Unter „Keramik“ versteht man allgemein das Geschirr aus dem Küchenschrank. Tatsächlich sind jedoch keramische Werkstoffe in der Industrie sehr gefragt. Vor allem ihre isolierende Wirkung gegen Stromdurchschlag und Wärme machen sie bei extremen Bedingungen zum Werkstoff der Wahl.
Bei Bremsen kommt eine besondere Keramik zum Einsatz: Ein Gemisch von Fasern aus Kohlenstoff (Das Carbon) und Silizioum-Kabid (Die Keramik) sind die ideale Mischung, um hohe Reibkräfte aufnehmen zu können.
Keramische Bremsen haben deshalb einen oder mehrere Komponenten aus diesem Material enthalten. Das hat Vorteile – jedoch auch Nachteile.
Ideal gegen Fading-Effekt
Eine Bremse an einem Auto funktioniert durch Reibung. Ein fest stehender Belagsträger wird gegen ein rotierendes Element gepresst. Dabei wird Reibungsenergie erzeugt, welche die Fahrenergie immer weiter reduziert. Durch die Reibung entsteht aber viel Wärme – und genau die kann zum Problem werden.
Nähert sich die Reibungswärme dem Schmelzpunkt des rotierenden Elements – also der Scheibe oder der Trommel – an, dann lässt die Bremswirkung deutlich nach.
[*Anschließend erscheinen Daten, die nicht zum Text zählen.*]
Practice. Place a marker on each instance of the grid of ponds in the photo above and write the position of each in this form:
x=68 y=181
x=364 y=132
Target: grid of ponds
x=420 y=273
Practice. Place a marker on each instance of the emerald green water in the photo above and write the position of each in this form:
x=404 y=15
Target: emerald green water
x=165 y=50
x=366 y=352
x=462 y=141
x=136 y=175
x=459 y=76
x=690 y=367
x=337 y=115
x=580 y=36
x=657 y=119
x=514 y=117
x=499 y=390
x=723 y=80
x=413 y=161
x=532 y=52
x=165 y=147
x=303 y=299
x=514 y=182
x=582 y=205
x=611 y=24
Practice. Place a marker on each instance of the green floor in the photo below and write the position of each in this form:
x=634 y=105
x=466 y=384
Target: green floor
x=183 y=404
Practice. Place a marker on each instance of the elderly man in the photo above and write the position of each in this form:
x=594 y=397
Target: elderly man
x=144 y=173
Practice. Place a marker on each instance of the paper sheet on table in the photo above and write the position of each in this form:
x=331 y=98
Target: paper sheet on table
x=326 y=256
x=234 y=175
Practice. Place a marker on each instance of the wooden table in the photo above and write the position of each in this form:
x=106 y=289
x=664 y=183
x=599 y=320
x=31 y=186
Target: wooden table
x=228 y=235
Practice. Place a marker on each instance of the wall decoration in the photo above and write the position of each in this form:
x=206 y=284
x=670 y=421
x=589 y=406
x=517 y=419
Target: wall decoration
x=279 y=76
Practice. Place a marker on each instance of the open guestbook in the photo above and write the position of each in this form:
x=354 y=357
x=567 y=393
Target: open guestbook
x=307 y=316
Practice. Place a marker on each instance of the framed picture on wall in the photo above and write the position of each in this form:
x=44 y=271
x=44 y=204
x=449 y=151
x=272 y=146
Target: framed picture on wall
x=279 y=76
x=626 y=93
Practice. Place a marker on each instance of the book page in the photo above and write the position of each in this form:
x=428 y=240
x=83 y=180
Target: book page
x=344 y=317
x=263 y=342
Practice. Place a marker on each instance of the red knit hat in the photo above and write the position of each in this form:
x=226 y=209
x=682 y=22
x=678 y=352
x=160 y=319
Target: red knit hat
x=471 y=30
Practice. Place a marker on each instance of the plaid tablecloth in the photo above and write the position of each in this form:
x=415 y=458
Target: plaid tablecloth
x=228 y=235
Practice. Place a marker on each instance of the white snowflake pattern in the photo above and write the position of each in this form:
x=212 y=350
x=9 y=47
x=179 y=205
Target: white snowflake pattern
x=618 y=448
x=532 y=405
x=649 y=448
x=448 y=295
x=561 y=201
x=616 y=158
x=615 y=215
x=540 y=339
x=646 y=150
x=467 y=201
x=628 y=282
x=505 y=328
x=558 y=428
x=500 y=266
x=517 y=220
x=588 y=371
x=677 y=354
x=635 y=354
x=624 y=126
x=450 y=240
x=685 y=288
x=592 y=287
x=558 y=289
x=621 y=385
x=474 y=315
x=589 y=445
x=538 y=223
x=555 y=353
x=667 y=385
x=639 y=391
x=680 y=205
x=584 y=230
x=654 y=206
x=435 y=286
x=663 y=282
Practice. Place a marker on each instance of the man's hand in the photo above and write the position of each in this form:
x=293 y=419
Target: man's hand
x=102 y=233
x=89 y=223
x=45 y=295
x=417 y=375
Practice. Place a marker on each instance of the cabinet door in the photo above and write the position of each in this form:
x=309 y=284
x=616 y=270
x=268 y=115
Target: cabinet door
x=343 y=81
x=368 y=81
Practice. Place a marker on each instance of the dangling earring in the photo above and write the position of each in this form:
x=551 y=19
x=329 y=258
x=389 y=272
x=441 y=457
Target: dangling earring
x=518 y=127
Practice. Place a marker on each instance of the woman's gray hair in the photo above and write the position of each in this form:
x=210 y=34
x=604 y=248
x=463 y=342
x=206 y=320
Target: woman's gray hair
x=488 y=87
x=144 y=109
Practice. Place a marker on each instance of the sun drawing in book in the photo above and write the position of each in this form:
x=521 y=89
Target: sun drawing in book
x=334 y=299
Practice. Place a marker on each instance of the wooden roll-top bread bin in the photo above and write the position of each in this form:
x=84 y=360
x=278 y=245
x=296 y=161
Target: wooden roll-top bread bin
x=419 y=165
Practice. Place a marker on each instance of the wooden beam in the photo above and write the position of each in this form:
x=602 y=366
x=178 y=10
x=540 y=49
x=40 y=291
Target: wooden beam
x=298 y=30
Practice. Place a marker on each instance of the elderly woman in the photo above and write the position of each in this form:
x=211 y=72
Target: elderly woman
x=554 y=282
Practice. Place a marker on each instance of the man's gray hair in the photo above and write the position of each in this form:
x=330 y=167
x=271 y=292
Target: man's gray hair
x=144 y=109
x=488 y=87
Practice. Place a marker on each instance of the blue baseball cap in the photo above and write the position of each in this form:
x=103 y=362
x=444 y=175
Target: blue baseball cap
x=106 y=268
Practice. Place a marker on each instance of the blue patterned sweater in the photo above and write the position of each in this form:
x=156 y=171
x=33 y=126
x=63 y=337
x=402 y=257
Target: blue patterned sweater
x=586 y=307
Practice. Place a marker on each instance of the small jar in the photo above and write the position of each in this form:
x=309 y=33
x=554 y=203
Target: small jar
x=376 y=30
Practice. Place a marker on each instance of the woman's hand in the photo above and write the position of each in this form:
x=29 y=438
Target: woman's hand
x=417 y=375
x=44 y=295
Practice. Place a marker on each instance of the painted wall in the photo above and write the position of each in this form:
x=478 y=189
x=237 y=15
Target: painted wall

Bei den veralteten Trommelbremsen konnte dies sogar bis zum Totalausfall der Bremse führen.
Hier haben sich die Carbon-Keramik-Bremsscheiben etablieren können. Das Material aus dem sie gefertigt sind hat einen derart hohen Schmelzpunkt, dass dieser unter keinen Umständen auch im anspruchsvollen Fahrbetrieb erreicht werden kann. Carbon-Keramik-Bremsscheiben sind dadurch nicht nur sehr leicht und sicher. Im normalen Gebrauch sind sie praktisch ewig haltbar. Laufleistungen von 350.000 km und mehr sind für diese Elemente ganz normal.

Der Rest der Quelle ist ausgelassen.